We recently made a significant step in this direction by extending the frequencies that the quantum control these circuits enable down to the MHz regime where our mechanical resonators oscillate, a crucial step in bring the quantum world to mechanical objects.
The results that came out of this project include new insights and understanding of how to use extreme light matter coupling to bridge the frequency gap between circuit QED and heavy mechanical devices, disseminated via high profile publications, press releases, and invited talks at conferences, several of which have now been recorded and made publicly available on youtube (links can be found on steelelab.tudelft.nl). The identification of techniques to apply these to mechanical devices has been analysed in detail, which is currently under review but which is already available green-open-access on the arxiv. The next significant result is the detailed analysis of the platforms compatible with circuit QED in the context of testing quantum gravity, from which clear conclusions can be drawn about the platforms most relevant for this aim.
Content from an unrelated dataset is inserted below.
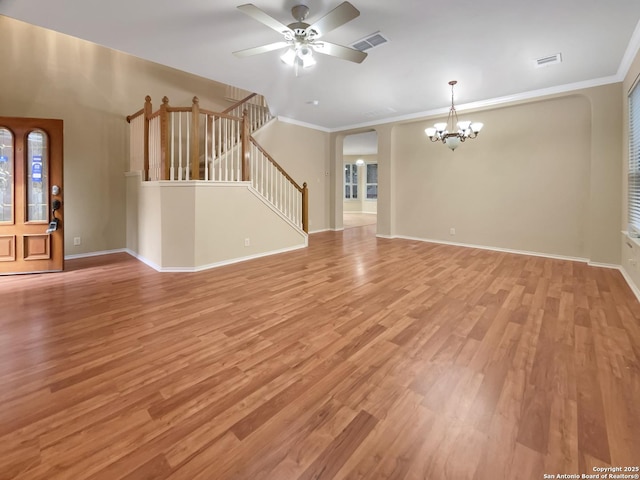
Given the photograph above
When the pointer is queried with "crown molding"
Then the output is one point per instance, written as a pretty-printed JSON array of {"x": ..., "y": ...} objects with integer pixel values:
[{"x": 630, "y": 54}]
Another significant result is the further development of the silicon nitride membrane platform itself, including the identification of the technical limitations of the complex assembly and how to reliably and reproducibly create these devices. This result has not yet been disseminated, but is currently being written up as part of the thesis of the second PhD student in the project for his thesis, which is expected to be submitted in mid-August, and shortly thereafter the results should be also available green-open-access via the arxiv. The last result I would like to emphasise here is the use of this platform for the systematic measurement of cryogenic vibrations over a wide frequency range: in particular, we have performed a detailed analysis of the cavity sideband noise induced by vibrations in our cryostat and used our calibrations to provide an absolute measure of the acceleration experienced by the device, highly valuable feedback for the manufacturers and crucial for the optimisation of the vibrations in the system. This we also plan to publish as a technical publication to share this knowledge with others. Finally, all of our publications are available (green) open access, and we furthermore pursue a high level of open data publication, combining the raw data files, the measurement scripts, and the analysis scripts used to generate all figures in the reports. We believe this level of openness will accelerate science by enabling researchers in the future to see exactly how everything was done, and even re-use the code we have written in their own analysis.
In this project, we pushed our field far beyond the state of the art, with unexpected high-profile results. Although the project has now ended, there are several results that will continue to come out of this work as we continue to write up the last publications from the research performed.